Endocrine Abstracts

Atypical parathyroid adenomas represent a subset of tumors with histological features worrisome for carcinoma (PC), such as trabecular growth, fibrous bands and increased mitotic activity without unequivocal criteria of malignancy (local recurrence and/or metastasis). The question of whether these lesions might represent an anticipation of an aggressive clinical behavior that overtime may acquire the full blown features of malignancy remains to be established.

CDC73/HRPT2 tumor suppressor gene mutations have been reported in up to 80% of sporadic PC, mainly associated with reduced expression or loss of its encoded protein, parafibromin. With the exceptions of some studies on parafibromin expression, there are no genetic studies of HRPT2 gene on atypical adenomas.

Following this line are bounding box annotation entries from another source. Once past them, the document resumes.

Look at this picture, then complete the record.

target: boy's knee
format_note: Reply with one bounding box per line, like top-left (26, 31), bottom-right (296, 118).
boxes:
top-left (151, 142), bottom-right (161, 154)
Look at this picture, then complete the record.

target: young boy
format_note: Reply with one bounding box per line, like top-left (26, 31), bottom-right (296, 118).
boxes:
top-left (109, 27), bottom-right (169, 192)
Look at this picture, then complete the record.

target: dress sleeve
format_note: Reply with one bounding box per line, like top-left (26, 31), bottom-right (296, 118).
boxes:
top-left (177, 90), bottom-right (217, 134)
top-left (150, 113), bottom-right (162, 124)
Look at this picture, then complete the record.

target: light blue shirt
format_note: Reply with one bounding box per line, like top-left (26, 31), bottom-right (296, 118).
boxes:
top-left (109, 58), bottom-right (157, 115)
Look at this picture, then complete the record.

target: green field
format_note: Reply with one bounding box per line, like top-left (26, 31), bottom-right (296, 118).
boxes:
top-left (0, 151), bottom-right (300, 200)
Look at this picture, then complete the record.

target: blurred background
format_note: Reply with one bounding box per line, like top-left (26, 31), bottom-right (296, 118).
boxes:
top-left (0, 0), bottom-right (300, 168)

We collected 15 parathyroid atypical adenomas from patients with sporadic primary hyperparathyroidism (PHPT), obtained at the time of surgery or retrieved from paraffin embedded sections. All but one patients, 8 males and 7 females, with a mean age at diagnosis of 47 years (range 16–68 yrs), were submitted to a single parathyroidectomy. Familial history of PHPT was negative in all patients. Follow-up after surgery ranged from 6 months to 9 years.Thirteen patients were cured by surgery, and two had persistent PHPT.

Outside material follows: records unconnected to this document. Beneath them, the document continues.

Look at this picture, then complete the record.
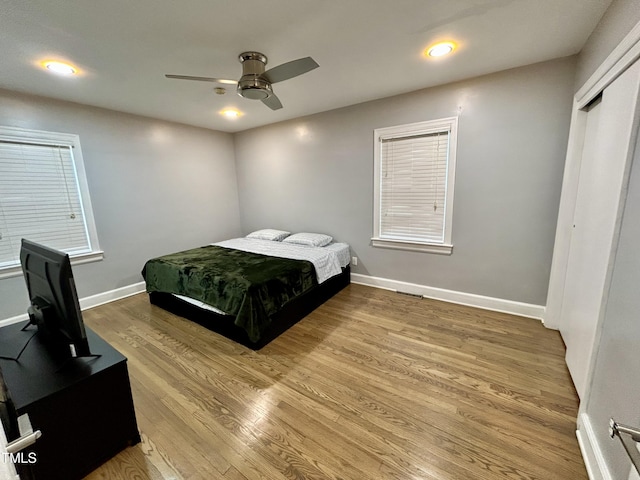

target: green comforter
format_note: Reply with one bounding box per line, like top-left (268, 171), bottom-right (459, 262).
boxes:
top-left (142, 245), bottom-right (317, 342)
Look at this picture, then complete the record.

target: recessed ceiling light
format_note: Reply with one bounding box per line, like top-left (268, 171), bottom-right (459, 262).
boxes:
top-left (44, 61), bottom-right (77, 75)
top-left (220, 108), bottom-right (242, 118)
top-left (427, 42), bottom-right (456, 57)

All specimens were screened for HRPT2 mutations. The entire coding region of the gene and splice sites were sequenced with a BigDye chemistry.

A heterozygous mutation in the donor splice site of intron 1 (c.131G>T) was identified in one adenoma. Unexpectedly, this mutation was a germline mutation, carried by the younger patient of our series. The mutation was also found in the patient’s healthy father. The remaining tumors were negative.

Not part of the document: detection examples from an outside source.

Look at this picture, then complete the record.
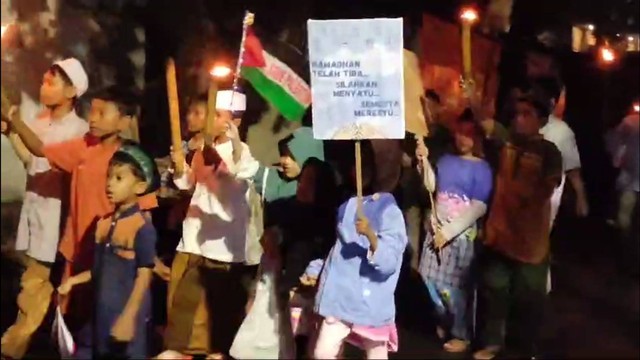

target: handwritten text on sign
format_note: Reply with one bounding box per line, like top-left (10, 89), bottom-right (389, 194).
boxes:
top-left (308, 19), bottom-right (404, 139)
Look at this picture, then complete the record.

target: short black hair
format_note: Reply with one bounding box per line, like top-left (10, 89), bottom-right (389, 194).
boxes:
top-left (517, 91), bottom-right (551, 119)
top-left (424, 89), bottom-right (442, 105)
top-left (92, 85), bottom-right (140, 116)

Our results suggest that the involvement of HRPT2 gene in parathyroid atypical adenoma is rare. However, HRPT2 gene screening can be suggested in young patients with single atypical parathyroid adenoma.

Declaration of interest: The authors declare that there is no conflict of interest that could be perceived as prejudicing the impartiality of the research project.

Funding: This research did not receive any specific grant from any funding agency in the public, commercial or not-for-profit sector.